World Bank urges infrastructure focus
LESOTHO and other Sub Saharan African countries’ efforts at poverty reduction and economic development are being hampered by low levels of public investment in infrastructure, the World Bank (WB) has found. The findings were made in the WB’s latest edition of the Africa’s Pulse publication which analyses trends in infrastructure quantity, quality and access. The report also explores the relationship between infrastructure growth and economic growth in the region; documents stylised facts on public investment in the region; and examines the quality of infrastructure spending. According to the report, economic growth in sub-Saharan Africa is seen rising to 2.6 percent this year and further to 3.2 percent in 2018 and 3.5 percent in 2019. “The upturn in economic activity is expected to continue in 2018-19, reflecting improvements in commodity prices, a pickup in global growth, and more supportive domestic conditions,” part of the report states. In addition, the report commends Sub-Saharan Africa for the great progress in telecommunications coverage in the past 25 years, expanding at a fast pace across both low- and middle-income countries. It also states that access to safe water has also increased, from 51% of the population in 1990 to 77% in 2015.

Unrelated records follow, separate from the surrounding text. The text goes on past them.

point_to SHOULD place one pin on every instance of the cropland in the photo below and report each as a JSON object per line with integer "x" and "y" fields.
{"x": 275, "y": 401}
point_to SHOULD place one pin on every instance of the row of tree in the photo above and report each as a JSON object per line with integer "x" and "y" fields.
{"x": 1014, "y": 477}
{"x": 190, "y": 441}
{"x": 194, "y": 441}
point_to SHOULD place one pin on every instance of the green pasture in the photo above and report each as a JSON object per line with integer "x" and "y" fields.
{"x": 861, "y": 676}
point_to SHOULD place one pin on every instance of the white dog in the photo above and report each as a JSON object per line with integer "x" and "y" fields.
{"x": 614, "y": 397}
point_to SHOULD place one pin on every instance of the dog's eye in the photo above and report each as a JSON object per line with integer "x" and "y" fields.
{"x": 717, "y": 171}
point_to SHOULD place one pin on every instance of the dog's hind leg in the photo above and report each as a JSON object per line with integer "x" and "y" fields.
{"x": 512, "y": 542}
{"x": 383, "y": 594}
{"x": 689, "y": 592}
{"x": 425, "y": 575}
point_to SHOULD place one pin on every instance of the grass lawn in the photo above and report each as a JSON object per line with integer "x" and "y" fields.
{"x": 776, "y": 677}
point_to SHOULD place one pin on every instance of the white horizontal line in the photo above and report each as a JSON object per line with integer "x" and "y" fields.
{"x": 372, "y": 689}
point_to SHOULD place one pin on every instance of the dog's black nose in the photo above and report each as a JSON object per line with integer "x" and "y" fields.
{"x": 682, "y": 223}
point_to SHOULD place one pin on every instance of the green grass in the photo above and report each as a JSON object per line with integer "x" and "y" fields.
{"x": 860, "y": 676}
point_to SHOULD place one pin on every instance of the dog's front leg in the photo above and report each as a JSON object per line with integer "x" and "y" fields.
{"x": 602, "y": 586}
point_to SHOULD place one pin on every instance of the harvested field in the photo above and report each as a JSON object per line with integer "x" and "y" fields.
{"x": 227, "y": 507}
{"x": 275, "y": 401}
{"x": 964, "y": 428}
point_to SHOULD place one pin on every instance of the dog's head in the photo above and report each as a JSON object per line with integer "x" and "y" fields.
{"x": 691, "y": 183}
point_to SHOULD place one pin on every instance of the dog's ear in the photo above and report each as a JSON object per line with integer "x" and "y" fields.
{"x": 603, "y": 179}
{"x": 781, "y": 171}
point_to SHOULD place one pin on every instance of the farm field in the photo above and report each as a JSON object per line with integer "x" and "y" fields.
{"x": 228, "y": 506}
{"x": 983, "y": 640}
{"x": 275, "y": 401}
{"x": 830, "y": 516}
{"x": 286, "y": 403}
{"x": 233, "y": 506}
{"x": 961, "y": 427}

However, for all the achievements, the report notes that the sub-continent continues to experience vast and deeply ingrained challenges.
It states that public capital spending levels were too low to address the region’s infrastructure needs.
It says that annual public spending on infrastructure was 2 percent of GDP in 2009 to 2015.
“Roads accounted for two-thirds of overall infrastructure investments in the region,” the report states, adding, “Capital spending on electricity and water supply and sanitation each accounted for 15% of total capital expenditures”.
It further states that little progress had been made in per capita electricitygenerating capacity in over two decades and only 35% of the population in most countries had access to electricity, with rural access rates less than one-third of the urban ones.
Transport infrastructure was also said to be lagging behind with Sub-Saharan Africa being the only region in the world where road density has declined over the past 20 years.
“When analysing public spending in infrastructure, countries spend significantly less money than they actually allocate to projects. This reduces the execution of projects earmarked for investment each year, a clear sign of the inefficiencies pervasive in the sector.”
The report recommended that the countries should address inefficiencies that affected public and private investment in infrastructure, noting that this was the only way to ensure that such investments lived up to their potential as a strategic tool for poverty reduction and economic development.
“The growth benefits of closing SubSaharan Africa’s infrastructure quantity and quality gaps are potentially large. Catching up to the median of the rest of the developing world would increase growth in GDP per capita by 1.7 percentage points per year, and closing the gap relative to the best performers would lift this growth by 2.6 percentage points per year.
“Closing the gap in electricity–generating capacity yields the largest potential benefit, and substantial gains also arise from narrowing the gap in the length of the road network,” the report states.
Meanwhile, the government of Lesotho had proposed M2 billion during the 2016/17 financial year towards infrastructure development of which M1.2 billion was earmarked for the Ministry of Public Works and Transport to design, supervise and maintain public assets.
And the report suggests that a robust institutional and regulatory framework would be critical in attracting private investment for infrastructure projects.
“The impact of public investment on growth can be enhanced by implementing policies that foster the efficiency of public investment.
“For instance, improving the institutions and procedures governing project appraisal, selection, and monitoring can render considerable economic dividends.
“Evidence suggests that countries with sound public investment management systems tend to have lower but more efficient levels of public investment, crowd in more private investment, and exhibit higher growth rates,” the report states.